Question

我想使用HBase从Spark Streaming表中检索数据。我有一个HBase表，该表将经常填充记录。记录将插入列process_flag='N'中。我想运行一个火花流作业，该作业将连续运行以使用process_flag'='N'检索记录。处理完成后，process_flag将更新为Y，以便在下一次运行时仅提取新记录。

我试图使用Spark Streaming创建自定义接收器。但是我收到一个例外

object GenerateIDDriver {

    val spark = SparkSession.builder
        .config("spark.streaming.stopGracefullyOnShutdown", "true")
        .enableHiveSupport()
        .getOrCreate()

    //Create the sparkContext
    val sc = spark.sparkContext

    def main(args: Array[String]) {

        //Batch interval for kafka streaming and creating streaming context object
        val batchInterval: org.apache.spark.streaming.Duration = Seconds(1)
        val ssc = new StreamingContext(sc, batchInterval)
        val customReceiverStream = ssc.receiverStream(new CustomReceiver(spark, sc, "<HBase_Table_Name>", "<HBase_Column_Family>"))
        customReceiverStream.foreachRDD({ rdd =>

          // Get the singleton instance of SparkSession
          val spark = SparkSession.builder.config(rdd.sparkContext.getConf).getOrCreate()
          import spark.implicits._
          val dataDF = rdd.toDF()
          dataDF.show()

        })
    }

}



class CustomReceiver(spark: SparkSession, sc: SparkContext, hbaseTableName: String, familyName: String) extends Receiver[String](StorageLevel.MEMORY_AND_DISK_2) with Logging{

  def onStart() {
    // Start the thread that receives data over a connection
    new Thread("HBase Data Receiver") {
      override def run() { receive() }
    }.start()
  }

  def onStop() {
    // There is nothing much to do as the thread calling receive()
    // is designed to stop by itself isStopped() returns false
  }

  //
  private def receive() {

    try {

      //HBase Config File
      val hbaseConfigFile = "location of hbase-site.xml"

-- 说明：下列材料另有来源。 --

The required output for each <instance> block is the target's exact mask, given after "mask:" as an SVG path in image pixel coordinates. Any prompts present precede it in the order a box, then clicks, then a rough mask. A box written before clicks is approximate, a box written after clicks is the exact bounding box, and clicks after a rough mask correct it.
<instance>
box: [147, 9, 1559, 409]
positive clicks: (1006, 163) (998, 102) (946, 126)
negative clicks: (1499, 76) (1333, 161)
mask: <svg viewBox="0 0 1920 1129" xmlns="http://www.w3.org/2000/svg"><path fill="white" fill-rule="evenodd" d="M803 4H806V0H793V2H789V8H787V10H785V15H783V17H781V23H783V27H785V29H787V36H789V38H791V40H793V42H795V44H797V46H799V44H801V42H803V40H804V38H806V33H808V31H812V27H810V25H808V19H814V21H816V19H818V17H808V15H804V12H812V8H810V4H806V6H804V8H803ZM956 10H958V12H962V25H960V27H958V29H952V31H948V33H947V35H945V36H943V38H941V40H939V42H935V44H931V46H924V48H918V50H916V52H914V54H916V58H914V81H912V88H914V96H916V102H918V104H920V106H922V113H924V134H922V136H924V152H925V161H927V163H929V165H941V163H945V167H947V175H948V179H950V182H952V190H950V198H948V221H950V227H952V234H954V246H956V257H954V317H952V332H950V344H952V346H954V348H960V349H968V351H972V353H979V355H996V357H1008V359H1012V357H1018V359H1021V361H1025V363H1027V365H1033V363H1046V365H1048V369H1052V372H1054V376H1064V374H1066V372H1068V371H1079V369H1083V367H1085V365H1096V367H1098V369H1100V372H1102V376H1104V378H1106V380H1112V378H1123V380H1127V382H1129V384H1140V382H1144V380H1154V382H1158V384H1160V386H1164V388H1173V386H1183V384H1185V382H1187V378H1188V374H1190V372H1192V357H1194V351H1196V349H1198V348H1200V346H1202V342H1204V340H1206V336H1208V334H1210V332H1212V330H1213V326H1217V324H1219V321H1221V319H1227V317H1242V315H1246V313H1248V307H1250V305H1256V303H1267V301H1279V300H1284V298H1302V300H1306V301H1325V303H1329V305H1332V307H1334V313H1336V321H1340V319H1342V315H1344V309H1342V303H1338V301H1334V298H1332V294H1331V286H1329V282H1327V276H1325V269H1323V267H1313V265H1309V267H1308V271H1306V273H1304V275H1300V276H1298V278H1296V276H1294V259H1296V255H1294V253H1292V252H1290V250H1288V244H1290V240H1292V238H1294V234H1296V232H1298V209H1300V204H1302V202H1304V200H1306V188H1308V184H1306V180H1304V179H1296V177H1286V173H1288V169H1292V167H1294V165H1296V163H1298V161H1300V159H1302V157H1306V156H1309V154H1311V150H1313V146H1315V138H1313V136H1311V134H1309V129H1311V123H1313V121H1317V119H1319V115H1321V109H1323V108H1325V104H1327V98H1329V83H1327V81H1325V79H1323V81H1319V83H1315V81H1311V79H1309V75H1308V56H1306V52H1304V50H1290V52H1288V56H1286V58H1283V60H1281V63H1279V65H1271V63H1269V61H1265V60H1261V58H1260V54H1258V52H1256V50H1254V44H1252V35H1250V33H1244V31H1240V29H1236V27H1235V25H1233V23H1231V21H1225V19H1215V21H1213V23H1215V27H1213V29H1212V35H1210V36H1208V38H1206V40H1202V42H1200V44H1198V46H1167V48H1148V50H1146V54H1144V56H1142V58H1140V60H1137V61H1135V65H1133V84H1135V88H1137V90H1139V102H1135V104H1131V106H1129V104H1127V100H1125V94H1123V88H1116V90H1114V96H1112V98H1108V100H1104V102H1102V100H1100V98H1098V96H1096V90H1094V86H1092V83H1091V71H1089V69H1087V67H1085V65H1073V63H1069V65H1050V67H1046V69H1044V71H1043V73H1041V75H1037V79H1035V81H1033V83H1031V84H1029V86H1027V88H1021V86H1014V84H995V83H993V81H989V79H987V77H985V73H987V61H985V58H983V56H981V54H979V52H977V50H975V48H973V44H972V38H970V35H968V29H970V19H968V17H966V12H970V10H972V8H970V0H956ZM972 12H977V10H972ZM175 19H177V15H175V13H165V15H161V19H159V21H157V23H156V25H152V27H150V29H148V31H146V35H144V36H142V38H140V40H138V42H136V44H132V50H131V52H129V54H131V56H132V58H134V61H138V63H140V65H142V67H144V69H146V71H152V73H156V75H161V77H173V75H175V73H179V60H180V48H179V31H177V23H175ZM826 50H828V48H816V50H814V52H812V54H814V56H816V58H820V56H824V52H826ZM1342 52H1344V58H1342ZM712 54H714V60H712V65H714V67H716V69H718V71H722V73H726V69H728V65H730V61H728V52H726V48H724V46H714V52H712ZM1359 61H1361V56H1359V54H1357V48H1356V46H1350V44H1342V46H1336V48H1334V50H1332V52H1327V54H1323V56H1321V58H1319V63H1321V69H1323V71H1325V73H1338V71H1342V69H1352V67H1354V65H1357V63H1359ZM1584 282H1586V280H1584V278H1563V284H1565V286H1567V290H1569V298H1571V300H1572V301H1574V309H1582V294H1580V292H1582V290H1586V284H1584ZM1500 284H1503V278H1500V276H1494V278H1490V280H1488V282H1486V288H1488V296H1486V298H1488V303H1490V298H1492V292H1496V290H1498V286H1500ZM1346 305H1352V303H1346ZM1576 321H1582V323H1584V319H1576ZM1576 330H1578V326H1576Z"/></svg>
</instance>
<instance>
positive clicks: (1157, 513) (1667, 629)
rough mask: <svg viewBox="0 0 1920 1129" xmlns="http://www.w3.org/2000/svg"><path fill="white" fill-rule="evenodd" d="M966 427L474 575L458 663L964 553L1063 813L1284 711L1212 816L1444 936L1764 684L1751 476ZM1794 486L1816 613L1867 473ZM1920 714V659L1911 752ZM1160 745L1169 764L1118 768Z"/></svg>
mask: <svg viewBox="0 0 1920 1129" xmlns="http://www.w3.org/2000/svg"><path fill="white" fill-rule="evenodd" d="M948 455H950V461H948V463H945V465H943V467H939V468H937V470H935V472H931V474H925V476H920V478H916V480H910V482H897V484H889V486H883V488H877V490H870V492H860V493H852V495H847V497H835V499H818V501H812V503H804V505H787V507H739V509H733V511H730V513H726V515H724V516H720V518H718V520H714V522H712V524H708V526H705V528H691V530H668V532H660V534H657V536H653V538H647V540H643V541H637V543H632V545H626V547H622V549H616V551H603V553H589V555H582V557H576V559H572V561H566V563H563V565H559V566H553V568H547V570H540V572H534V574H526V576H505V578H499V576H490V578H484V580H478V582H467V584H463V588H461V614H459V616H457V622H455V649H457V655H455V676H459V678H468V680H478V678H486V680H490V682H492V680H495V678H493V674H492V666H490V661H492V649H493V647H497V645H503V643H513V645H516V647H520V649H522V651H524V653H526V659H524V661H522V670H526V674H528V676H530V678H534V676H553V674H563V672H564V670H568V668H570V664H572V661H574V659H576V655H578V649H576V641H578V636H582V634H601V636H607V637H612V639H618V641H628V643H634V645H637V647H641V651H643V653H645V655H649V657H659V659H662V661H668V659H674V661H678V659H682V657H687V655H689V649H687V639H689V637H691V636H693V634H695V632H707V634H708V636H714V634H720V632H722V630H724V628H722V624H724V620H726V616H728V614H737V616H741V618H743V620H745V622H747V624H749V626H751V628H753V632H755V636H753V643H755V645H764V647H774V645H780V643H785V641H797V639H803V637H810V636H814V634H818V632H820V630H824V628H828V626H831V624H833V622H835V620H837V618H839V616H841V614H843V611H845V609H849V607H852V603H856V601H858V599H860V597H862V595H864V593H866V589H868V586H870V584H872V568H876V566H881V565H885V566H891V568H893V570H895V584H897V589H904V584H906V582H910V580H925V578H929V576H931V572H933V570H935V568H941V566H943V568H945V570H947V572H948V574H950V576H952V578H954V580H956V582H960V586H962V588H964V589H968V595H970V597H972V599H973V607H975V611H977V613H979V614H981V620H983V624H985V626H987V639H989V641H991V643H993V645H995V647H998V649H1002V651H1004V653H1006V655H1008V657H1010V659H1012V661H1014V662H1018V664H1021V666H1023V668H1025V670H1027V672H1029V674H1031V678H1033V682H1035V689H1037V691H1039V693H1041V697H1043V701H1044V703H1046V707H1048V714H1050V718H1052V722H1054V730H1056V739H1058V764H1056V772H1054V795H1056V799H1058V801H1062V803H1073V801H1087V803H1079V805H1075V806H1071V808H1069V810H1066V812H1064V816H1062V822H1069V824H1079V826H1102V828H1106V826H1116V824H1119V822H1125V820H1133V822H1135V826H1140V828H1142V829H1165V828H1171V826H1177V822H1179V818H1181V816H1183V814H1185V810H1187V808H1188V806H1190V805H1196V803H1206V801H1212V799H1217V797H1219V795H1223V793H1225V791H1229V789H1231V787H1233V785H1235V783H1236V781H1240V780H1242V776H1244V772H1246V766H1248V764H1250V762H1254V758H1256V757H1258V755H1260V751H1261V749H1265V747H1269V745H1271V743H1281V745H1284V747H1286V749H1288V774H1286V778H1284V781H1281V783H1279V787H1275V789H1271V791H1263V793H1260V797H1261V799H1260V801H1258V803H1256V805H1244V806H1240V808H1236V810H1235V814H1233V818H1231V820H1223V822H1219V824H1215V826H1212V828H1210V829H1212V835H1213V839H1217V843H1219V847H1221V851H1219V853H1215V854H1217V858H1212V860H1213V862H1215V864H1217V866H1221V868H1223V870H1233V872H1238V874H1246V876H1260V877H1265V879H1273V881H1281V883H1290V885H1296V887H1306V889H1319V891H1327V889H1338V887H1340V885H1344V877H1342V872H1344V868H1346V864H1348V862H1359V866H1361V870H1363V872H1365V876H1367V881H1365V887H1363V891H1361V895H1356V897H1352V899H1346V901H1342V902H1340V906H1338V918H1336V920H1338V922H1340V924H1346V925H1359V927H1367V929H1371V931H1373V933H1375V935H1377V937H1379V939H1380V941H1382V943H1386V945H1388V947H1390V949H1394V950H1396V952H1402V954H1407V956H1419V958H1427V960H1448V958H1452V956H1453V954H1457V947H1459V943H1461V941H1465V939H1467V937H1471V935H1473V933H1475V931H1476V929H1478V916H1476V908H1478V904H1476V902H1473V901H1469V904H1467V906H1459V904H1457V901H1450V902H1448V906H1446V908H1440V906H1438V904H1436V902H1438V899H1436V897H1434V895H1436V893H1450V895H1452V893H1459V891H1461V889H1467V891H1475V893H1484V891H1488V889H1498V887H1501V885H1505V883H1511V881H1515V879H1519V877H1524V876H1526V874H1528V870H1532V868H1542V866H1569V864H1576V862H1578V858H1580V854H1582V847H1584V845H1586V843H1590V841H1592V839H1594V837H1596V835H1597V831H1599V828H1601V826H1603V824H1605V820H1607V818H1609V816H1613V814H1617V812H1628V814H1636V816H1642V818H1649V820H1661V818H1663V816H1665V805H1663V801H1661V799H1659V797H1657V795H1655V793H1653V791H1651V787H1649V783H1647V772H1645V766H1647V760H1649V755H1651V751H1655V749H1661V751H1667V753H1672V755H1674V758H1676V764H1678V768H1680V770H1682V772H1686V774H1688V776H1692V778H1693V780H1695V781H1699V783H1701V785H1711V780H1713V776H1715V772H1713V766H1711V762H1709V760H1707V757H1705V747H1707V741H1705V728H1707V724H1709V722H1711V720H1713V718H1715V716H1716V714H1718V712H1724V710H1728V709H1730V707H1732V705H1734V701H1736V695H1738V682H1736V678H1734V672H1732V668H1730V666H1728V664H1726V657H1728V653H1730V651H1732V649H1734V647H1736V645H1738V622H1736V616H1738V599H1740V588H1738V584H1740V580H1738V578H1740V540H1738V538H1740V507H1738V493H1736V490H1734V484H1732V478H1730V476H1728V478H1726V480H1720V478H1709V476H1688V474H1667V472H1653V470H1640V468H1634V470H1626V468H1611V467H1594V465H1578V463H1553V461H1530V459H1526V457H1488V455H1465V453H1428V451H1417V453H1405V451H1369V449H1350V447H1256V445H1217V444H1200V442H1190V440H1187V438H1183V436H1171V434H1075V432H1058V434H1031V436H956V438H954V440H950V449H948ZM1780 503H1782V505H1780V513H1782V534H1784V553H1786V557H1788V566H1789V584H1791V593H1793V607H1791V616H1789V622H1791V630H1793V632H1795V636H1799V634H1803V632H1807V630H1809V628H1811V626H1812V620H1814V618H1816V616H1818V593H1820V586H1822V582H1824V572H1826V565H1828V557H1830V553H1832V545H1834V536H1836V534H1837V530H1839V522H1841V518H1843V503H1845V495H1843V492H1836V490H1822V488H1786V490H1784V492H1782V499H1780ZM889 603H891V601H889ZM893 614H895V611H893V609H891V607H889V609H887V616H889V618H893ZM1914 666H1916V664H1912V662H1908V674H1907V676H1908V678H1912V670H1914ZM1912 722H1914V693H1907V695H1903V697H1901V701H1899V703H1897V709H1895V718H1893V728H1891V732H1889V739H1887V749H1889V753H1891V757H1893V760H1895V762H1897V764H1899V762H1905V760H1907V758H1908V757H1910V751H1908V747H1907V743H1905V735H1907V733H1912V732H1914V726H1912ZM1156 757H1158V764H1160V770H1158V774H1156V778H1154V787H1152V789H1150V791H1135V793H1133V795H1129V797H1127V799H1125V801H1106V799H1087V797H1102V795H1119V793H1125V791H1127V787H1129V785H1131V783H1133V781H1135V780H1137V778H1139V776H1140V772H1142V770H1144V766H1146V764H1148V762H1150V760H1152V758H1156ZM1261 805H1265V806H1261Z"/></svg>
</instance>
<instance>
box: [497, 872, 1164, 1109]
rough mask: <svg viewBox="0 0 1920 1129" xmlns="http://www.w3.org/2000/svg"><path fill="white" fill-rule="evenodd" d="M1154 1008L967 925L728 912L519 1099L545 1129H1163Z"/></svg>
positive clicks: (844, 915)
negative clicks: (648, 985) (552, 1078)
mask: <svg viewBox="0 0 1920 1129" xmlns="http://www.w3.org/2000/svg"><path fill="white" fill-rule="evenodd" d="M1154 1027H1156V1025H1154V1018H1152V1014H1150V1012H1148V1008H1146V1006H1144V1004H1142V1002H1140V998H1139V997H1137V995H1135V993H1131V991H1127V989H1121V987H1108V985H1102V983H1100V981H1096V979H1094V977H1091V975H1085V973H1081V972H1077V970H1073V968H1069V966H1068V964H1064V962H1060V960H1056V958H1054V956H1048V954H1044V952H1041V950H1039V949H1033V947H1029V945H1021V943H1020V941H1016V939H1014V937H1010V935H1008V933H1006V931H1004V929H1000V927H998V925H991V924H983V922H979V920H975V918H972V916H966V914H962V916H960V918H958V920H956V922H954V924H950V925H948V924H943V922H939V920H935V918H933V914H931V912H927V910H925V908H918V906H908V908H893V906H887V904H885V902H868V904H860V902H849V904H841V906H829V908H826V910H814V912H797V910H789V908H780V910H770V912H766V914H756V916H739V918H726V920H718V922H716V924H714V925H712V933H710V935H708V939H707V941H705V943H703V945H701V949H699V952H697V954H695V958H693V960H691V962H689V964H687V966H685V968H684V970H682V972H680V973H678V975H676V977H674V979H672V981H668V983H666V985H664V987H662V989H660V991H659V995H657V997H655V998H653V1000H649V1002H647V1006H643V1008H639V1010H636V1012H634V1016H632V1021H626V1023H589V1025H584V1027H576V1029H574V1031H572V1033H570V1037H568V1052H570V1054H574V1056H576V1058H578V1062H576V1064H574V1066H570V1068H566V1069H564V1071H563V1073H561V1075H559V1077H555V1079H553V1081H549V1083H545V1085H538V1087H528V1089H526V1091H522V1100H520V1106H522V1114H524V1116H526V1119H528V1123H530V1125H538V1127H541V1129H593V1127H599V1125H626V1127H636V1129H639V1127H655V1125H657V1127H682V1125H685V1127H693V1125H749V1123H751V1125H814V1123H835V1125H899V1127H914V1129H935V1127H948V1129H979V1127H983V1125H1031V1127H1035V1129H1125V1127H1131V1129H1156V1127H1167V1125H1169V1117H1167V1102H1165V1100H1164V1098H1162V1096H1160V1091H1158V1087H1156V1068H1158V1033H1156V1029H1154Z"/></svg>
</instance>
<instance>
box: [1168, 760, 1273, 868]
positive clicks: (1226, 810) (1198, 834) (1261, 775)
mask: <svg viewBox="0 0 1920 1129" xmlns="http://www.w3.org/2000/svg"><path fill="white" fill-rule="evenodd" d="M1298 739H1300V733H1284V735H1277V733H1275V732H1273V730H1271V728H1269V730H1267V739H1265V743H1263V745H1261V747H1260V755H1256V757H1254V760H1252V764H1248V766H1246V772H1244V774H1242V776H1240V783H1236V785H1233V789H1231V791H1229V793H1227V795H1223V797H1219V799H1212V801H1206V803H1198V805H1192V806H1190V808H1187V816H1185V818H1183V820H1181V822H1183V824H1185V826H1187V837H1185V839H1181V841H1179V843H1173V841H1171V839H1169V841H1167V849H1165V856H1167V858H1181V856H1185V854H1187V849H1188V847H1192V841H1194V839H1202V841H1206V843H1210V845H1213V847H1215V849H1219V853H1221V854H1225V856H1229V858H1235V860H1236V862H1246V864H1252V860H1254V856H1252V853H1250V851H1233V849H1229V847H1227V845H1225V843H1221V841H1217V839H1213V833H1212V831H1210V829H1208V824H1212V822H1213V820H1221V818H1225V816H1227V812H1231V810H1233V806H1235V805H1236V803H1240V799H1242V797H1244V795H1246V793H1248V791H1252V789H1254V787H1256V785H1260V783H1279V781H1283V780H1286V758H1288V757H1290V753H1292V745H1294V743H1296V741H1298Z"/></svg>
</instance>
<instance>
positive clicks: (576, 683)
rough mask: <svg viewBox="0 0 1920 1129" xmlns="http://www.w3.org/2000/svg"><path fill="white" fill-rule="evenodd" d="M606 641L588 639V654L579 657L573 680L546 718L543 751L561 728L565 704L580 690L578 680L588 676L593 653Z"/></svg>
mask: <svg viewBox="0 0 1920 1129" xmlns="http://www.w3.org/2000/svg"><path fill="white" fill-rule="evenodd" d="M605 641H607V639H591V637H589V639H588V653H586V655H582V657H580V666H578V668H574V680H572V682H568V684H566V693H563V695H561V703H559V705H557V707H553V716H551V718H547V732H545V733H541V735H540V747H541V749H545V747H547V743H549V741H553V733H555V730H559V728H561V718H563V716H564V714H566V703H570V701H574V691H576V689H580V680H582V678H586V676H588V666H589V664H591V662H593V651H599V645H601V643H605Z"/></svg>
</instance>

      val hb = HBaseConfiguration.create()
      hb.addResource(hbaseConfigFile)
      val admin = new HBaseAdmin(hb)

      val flagValue = "N"
      while (!isStopped) {
        val resultDF = HBaseUtility.retrieveRecordsFromHBase(hb, admin, sc, spark, hbaseTableName, familyName, readProp, flagValue)
        resultDF.show(false)
        store(resultDF.toString())
      }

      // Restart in an attempt to connect again when server is active again
      restart("Trying to connect again")
    } catch {
      case e: java.net.ConnectException =>
        // restart if could not connect to server
        restart("Error connecting to HBase Server :", e)
      case t: Throwable =>
        // restart if there is any other error
        restart("Error receiving data", t)
    }
  }
}


Object HBaseUtility extends Serializable{

    def retrieveRecordsFromHBase(hb:Configuration,admin:HBaseAdmin,sc: SparkContext, spark:SparkSession, hbaseTableName: String, familyName: String, readProp: Properties,flagValue:String): DataFrame = {


    val processFlagCol = "process_flag"

    import spark.implicits._
    var stageDF: DataFrame = spark.emptyDataFrame

    if (admin.tableExists(hbaseTableName)) {
      hb.set(TableInputFormat.INPUT_TABLE, hbaseTableName)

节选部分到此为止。